Ambient electromagnetic radiation–emitted from Wi-Fi transmitters, cell-phone antennas, TV masts, and other sources–could be converted into enough electrical current to keep a battery topped up, says Markku Rouvala, a researcher from the Nokia Research Centre, in Cambridge, U.K. Rouvala says that his group is working towards a prototype that could harvest up to 50 milliwatts of power–enough to slowly recharge a phone that is switched off. He says current prototypes can harvest 3 to 5 milliwatts.

The Nokia device will work on the same principles as a crystal radio set or radio frequency identification (RFID) tag: by converting electromagnetic waves into an electrical signal. This requires two passive circuits. “Even if you are only getting microwatts, you can still harvest energy, provided your circuit is not using more power than it’s receiving,” Rouvala says.

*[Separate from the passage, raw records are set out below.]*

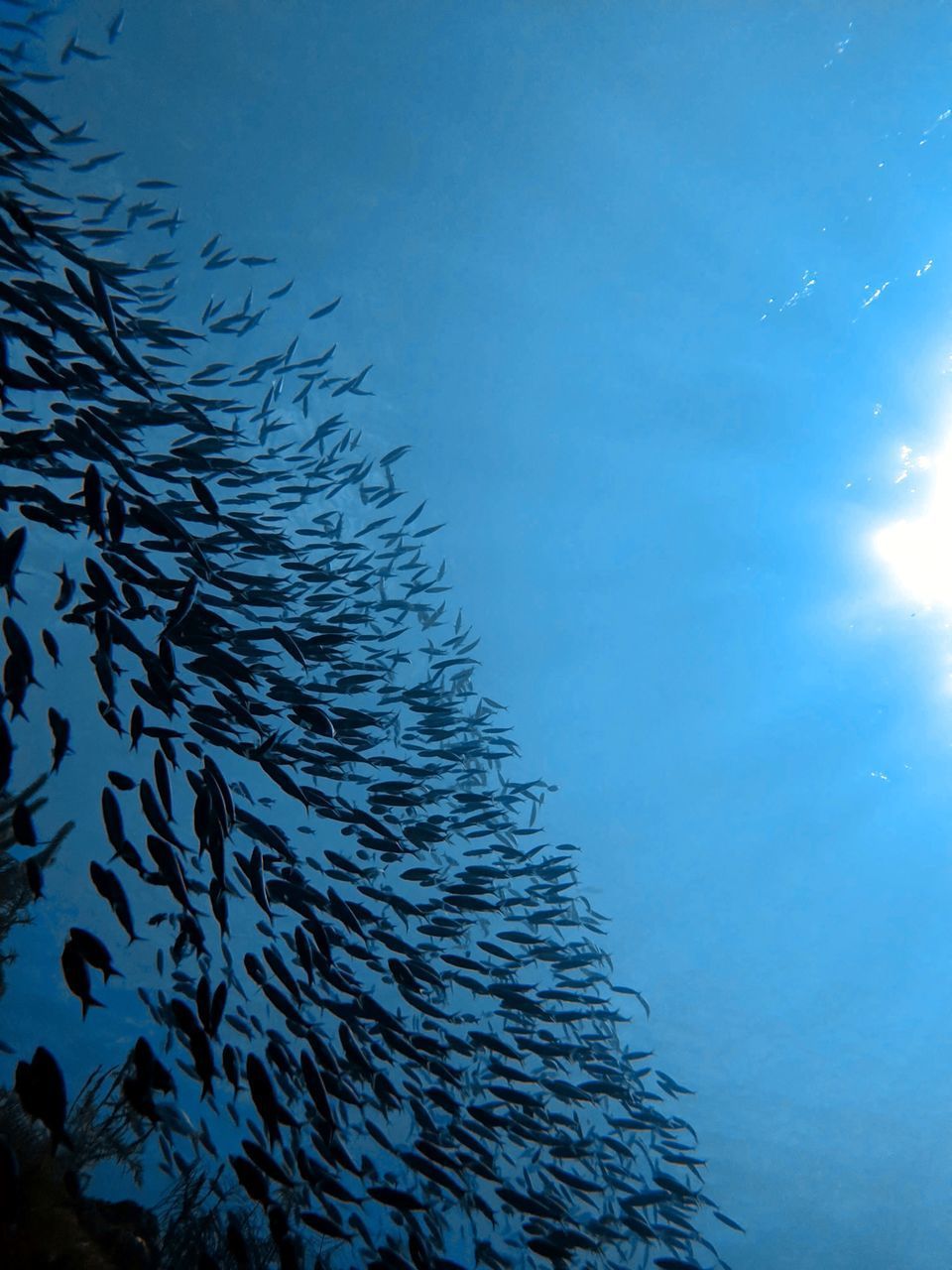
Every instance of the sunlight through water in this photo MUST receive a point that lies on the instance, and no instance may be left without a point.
(916, 552)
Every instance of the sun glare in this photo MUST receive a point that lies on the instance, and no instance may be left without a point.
(918, 552)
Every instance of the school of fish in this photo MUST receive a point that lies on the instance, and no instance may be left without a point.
(370, 965)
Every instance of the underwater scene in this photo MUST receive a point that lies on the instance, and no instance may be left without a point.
(476, 602)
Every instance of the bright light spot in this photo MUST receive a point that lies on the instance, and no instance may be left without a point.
(918, 552)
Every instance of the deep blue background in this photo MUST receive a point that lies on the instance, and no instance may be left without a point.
(567, 235)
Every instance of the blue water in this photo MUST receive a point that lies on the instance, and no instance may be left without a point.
(656, 295)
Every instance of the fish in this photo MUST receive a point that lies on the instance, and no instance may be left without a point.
(113, 893)
(60, 728)
(93, 952)
(435, 1014)
(41, 1087)
(76, 975)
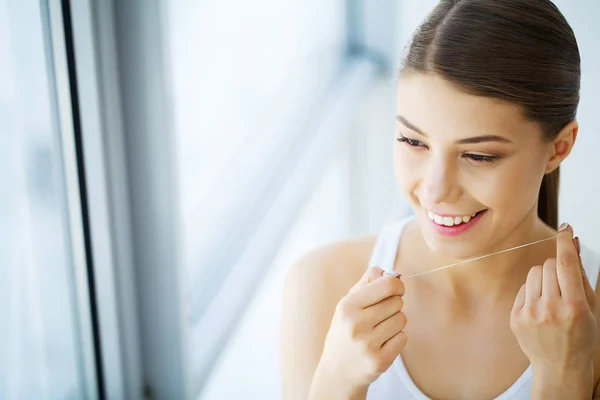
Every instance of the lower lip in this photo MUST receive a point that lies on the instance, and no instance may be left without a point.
(458, 229)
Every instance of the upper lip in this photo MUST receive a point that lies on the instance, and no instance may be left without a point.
(451, 215)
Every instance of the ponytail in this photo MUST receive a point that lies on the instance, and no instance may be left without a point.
(548, 199)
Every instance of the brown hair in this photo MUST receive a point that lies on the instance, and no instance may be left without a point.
(519, 51)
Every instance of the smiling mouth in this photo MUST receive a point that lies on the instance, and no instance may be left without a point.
(448, 221)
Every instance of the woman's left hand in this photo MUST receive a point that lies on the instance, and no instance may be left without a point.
(554, 314)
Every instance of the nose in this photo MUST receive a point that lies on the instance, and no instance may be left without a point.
(440, 182)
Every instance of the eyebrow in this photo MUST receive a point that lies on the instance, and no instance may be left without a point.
(469, 140)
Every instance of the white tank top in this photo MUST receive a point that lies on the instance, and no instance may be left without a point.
(396, 383)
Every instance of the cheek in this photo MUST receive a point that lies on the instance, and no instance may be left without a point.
(404, 169)
(512, 189)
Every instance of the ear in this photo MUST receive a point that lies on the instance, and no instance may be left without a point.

To increase the amount of power that can be harvested and the range at which it works, Nokia is focusing on harvesting many different frequencies. “It needs a wideband receiver,” says Rouvala, to capture signals from between 500 megahertz and 10 gigahertz–a range that encompasses many different radio communication signals. Historically, energy-harvesting technologies have only been found in niche markets, powering wireless sensors and RFID tags in particular. If Nokia’s claims stand up, then it could push energy harvesting into mainstream consumer devices.

Wow….this would be a great achievement if the ‘power through wireless’ can be done. But what happen when the guy is using his VOIP service while charging his mobile ‘on air’. Will it drain his brain? will the electromagnetic conversion endanger human brain?